Pioneer’s index is sourced through the institute’s USDataLabs platform and ranks all 50 states on how deeply federal dollars are embedded in their economies through a standardized per capita approach.
“We picked these dependency measures because they could be quantified in a way that allows apples-to-apples comparisons between states,” the think tank said about its methodology.
The index departs from conventional rankings by including all federal budget items alongside the standard welfare and entitlement programs such as SNAP, Medicaid, Medicare and Social Security that other dependency rankings use.
“We strove to be as comprehensive as possible,” said Pioneer’s senior fellow for policy analytics, Michael Walker. “If we could attach a federal dollar amount to it, we included it.”
The states that dominate more conventional dependency rankings, such as Kentucky, West Virginia, Mississippi and Louisiana, barely register on this metric.
Their elevated standings in traditional studies reflect Social Security payments to aging populations and Medicaid spending on the poor, not structural integration into the federal economic machine.

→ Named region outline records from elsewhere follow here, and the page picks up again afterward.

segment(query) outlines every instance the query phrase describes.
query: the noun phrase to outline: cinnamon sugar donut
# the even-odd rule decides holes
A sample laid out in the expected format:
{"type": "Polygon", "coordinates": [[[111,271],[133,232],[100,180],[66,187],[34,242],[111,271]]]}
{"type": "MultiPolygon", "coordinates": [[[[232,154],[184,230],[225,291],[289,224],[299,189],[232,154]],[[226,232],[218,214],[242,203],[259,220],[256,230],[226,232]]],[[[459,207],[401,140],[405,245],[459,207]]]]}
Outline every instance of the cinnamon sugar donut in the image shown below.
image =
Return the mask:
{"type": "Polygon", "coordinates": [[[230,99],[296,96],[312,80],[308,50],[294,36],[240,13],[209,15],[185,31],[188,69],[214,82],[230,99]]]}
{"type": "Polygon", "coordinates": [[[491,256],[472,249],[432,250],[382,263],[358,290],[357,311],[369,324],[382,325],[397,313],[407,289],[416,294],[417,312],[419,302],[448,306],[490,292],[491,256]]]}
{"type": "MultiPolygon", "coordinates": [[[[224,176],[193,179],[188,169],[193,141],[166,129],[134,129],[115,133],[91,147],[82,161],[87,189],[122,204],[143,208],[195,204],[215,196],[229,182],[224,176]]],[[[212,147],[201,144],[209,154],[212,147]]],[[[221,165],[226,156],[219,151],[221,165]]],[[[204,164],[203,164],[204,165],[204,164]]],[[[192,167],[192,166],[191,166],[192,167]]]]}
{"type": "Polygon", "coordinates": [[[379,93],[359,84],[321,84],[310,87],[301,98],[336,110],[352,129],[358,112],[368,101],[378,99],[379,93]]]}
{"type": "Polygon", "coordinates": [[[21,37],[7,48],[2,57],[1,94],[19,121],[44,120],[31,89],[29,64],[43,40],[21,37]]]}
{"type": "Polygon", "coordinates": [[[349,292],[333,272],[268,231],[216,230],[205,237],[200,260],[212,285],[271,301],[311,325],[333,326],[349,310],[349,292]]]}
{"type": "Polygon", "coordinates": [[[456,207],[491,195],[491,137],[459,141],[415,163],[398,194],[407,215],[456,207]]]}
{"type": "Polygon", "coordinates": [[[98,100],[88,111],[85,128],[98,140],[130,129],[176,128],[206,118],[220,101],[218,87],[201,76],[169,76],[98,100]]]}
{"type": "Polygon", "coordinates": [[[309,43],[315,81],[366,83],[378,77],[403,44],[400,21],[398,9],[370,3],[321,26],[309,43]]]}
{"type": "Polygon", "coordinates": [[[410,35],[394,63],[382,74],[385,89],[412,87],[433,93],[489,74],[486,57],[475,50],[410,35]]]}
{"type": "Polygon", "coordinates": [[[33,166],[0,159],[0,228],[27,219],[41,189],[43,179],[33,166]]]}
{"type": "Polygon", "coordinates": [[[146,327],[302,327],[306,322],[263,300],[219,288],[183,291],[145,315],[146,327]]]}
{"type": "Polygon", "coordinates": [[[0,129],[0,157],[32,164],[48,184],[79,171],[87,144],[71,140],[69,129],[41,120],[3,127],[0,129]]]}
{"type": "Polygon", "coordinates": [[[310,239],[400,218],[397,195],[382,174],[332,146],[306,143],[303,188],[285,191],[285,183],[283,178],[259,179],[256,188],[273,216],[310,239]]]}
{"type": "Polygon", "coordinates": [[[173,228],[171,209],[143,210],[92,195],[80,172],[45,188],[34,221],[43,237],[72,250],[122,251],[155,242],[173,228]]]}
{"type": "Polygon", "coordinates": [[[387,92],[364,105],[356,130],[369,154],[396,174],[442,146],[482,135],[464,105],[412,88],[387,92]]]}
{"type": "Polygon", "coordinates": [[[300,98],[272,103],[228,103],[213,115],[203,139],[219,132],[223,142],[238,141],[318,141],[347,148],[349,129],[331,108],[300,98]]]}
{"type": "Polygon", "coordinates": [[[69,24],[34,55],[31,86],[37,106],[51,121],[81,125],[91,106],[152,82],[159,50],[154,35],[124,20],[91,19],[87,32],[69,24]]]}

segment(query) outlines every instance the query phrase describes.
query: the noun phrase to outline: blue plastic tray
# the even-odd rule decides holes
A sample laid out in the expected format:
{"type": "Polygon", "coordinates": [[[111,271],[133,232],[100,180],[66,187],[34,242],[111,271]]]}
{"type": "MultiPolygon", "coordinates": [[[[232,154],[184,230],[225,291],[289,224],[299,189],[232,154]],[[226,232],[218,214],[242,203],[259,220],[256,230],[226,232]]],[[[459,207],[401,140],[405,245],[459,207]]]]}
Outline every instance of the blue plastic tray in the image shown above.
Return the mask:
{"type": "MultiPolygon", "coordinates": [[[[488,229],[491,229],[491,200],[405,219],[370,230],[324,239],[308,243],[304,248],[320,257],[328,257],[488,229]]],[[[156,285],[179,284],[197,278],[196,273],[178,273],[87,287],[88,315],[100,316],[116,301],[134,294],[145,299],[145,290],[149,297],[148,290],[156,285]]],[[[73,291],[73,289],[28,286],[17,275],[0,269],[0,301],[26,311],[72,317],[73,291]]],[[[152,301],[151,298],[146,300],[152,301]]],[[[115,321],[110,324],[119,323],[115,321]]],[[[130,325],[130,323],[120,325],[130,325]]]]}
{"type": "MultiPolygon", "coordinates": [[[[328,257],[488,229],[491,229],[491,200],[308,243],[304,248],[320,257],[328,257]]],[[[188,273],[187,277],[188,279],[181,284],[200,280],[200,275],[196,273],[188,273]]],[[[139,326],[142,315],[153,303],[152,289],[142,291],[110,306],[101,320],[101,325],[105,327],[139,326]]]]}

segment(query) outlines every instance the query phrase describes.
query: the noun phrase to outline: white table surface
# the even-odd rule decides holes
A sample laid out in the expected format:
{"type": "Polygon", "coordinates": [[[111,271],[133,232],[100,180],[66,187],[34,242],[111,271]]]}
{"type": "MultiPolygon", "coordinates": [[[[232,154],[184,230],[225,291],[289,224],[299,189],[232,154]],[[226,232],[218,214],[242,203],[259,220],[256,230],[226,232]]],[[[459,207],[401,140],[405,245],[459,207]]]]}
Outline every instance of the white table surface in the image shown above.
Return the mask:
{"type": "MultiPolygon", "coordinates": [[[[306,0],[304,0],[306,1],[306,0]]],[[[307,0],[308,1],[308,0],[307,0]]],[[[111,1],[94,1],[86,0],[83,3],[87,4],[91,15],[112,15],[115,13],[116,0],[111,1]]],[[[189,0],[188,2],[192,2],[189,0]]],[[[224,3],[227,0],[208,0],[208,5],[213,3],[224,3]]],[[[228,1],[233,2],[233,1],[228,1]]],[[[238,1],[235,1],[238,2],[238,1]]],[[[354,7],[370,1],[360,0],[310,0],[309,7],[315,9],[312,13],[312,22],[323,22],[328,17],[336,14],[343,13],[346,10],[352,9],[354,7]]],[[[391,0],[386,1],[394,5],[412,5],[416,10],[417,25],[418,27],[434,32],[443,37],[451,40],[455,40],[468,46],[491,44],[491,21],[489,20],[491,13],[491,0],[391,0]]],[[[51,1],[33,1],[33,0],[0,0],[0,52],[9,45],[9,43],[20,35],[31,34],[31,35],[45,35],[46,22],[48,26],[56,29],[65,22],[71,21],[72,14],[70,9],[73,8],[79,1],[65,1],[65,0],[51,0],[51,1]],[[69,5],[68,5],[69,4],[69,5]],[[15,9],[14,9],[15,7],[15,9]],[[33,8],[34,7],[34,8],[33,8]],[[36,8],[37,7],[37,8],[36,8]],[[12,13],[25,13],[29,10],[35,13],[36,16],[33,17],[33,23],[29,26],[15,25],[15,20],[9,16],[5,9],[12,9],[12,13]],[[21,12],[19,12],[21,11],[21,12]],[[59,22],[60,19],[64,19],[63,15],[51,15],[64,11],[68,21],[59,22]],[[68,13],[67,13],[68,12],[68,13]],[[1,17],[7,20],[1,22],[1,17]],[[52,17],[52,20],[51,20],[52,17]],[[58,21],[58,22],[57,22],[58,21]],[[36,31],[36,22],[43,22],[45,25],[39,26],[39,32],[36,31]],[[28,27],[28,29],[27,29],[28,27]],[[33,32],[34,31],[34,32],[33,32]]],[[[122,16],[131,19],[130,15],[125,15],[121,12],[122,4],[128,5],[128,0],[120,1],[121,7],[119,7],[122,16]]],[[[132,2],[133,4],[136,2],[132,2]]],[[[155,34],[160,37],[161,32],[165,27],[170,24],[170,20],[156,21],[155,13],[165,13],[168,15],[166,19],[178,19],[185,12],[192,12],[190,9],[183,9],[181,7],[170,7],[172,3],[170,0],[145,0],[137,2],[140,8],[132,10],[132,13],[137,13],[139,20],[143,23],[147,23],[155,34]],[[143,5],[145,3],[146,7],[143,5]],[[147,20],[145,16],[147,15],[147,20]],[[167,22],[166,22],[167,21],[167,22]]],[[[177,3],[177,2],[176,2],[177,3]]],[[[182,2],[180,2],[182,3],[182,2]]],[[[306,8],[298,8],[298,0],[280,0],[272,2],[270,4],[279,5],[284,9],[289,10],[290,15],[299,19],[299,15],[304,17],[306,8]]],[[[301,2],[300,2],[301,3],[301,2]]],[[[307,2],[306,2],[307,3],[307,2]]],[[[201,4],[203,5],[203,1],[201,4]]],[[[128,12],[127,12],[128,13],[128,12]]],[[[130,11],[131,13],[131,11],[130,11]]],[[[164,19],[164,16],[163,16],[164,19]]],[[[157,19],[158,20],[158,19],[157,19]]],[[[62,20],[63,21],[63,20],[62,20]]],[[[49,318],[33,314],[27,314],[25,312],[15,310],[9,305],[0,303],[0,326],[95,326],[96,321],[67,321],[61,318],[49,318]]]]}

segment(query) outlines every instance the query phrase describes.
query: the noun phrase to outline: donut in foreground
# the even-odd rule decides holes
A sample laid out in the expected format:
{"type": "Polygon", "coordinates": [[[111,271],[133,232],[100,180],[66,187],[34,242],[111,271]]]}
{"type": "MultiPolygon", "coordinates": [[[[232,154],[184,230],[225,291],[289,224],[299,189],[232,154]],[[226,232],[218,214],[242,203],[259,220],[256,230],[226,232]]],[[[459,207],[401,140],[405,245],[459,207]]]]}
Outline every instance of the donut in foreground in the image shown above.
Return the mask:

Pioneer’s index, by allowing users to toggle between spending categories, produced a dataset that makes the distinction between total federal economic impact and federal subsidies visible.

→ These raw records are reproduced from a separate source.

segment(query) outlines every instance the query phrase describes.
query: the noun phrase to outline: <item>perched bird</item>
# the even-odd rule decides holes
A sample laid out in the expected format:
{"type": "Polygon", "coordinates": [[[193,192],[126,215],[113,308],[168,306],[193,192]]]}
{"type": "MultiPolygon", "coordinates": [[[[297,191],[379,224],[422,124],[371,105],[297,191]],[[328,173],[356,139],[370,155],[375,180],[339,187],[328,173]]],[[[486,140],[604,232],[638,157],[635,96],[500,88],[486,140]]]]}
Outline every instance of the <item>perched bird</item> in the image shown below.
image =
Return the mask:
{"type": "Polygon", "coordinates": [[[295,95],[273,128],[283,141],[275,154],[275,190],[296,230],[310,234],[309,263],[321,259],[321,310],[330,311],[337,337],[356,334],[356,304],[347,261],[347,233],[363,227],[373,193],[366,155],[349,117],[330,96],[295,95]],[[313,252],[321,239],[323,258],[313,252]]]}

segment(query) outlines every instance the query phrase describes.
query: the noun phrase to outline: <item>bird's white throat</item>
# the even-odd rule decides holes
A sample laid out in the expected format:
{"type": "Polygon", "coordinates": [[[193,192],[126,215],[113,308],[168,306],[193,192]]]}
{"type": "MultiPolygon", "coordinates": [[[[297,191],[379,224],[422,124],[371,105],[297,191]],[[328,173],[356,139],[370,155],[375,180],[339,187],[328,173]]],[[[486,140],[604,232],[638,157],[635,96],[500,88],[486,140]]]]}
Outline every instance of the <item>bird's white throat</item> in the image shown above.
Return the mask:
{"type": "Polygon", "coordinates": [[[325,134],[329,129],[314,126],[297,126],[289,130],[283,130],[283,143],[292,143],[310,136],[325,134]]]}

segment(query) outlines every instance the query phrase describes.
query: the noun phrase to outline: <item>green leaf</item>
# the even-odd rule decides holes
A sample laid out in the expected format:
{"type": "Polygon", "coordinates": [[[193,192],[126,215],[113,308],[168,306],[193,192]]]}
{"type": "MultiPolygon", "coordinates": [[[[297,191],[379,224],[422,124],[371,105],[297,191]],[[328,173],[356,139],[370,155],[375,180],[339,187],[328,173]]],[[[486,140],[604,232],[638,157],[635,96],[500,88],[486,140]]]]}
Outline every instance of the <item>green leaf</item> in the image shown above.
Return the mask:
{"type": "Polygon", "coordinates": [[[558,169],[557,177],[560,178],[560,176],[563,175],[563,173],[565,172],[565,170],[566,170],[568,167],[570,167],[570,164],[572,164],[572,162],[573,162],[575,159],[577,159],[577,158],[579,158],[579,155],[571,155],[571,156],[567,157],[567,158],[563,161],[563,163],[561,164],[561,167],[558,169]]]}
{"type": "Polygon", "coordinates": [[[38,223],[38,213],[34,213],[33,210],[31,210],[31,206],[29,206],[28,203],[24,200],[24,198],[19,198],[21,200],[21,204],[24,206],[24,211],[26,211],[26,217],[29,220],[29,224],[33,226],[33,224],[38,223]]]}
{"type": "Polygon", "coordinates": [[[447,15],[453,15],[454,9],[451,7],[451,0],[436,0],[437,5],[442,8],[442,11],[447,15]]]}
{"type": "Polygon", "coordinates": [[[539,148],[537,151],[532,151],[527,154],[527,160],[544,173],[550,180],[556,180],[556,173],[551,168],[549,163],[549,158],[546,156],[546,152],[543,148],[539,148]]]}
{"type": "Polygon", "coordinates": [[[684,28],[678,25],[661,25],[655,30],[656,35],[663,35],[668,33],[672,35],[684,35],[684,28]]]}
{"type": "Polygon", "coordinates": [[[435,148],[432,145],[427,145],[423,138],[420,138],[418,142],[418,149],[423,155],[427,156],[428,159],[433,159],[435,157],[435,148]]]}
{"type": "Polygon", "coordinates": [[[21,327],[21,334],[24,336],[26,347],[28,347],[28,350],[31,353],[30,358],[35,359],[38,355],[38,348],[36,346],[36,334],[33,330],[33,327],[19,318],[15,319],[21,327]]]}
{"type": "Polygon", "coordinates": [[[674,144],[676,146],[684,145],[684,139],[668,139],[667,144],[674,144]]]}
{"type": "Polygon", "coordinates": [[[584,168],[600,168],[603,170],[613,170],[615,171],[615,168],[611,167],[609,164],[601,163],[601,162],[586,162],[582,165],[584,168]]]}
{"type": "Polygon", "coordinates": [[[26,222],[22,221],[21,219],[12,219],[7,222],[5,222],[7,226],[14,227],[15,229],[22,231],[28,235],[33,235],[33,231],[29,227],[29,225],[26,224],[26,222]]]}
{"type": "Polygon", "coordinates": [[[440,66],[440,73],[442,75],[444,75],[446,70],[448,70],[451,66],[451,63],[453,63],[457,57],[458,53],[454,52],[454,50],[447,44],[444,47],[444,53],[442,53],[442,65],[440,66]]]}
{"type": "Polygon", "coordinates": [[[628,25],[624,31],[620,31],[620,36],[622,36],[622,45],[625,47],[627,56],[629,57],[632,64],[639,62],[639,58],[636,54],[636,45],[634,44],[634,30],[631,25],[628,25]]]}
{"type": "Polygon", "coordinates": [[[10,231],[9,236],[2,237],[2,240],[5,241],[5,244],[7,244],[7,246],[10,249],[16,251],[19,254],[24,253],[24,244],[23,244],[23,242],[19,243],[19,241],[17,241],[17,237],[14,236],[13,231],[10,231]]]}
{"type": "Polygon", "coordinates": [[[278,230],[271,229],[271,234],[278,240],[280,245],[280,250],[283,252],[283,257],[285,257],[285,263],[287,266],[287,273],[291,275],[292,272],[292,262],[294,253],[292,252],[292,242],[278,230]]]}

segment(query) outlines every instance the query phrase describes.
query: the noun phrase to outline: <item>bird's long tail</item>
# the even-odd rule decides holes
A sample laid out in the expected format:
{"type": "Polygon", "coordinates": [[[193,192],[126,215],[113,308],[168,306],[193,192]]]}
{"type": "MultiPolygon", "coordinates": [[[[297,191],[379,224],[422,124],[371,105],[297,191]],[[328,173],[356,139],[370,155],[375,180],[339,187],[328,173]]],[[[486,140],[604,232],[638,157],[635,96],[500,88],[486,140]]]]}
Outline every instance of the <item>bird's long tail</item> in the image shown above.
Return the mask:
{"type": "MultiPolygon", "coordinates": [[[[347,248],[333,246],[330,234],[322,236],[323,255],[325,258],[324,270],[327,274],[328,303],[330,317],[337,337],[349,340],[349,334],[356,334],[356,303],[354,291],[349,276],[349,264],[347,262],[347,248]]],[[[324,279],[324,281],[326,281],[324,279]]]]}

The think tank argues that most dependency rankings are built around a political grievance between the “donor” versus “recipient” state debate, rather than an honest accounting of where federal dollars actually flow.
Donor states claim they pay more into the federal government than they receive, while recipient states take more out of the federal government than they pay.
But leaving out major spending streams, such as federal pay, produces a distorted picture, Pioneer said.
The geographic concentration is stark.
Virginia and Maryland together – essentially the suburbs of Washington – capture the top two spots on the direct federal spending metric at a combined average of roughly $11,000 per capita.
The entire economic identity of Northern Virginia has been built around federal payroll and contracting since World War II.
Even more concerning is the concentration of income.
Only 20% of the federal workforce works in the Washington, D.C., metro area, while it enjoys a huge income disparity over 90% of the other states.
The intelligence community, the Pentagon and a contractor ecosystem spanning hundreds of firms from Tysons Corner to Chantilly have created a regional economy that stretches from Baltimore, Maryland, to Richmond, Virginia, known as the Greater Washington area.
At least 20 of America’s 500 largest companies are now headquartered in either D.C., Virginia or Maryland.
Meanwhile, Idaho, ranked least dependent in Pioneer’s composite index, receives $5,157 per capita in total federal spending, including all entitlements.
Virginia’s, Hawaii’s and Maryland’s contractor and federal employee class alone pulls more than twice that in direct non-entitlement federal dollars.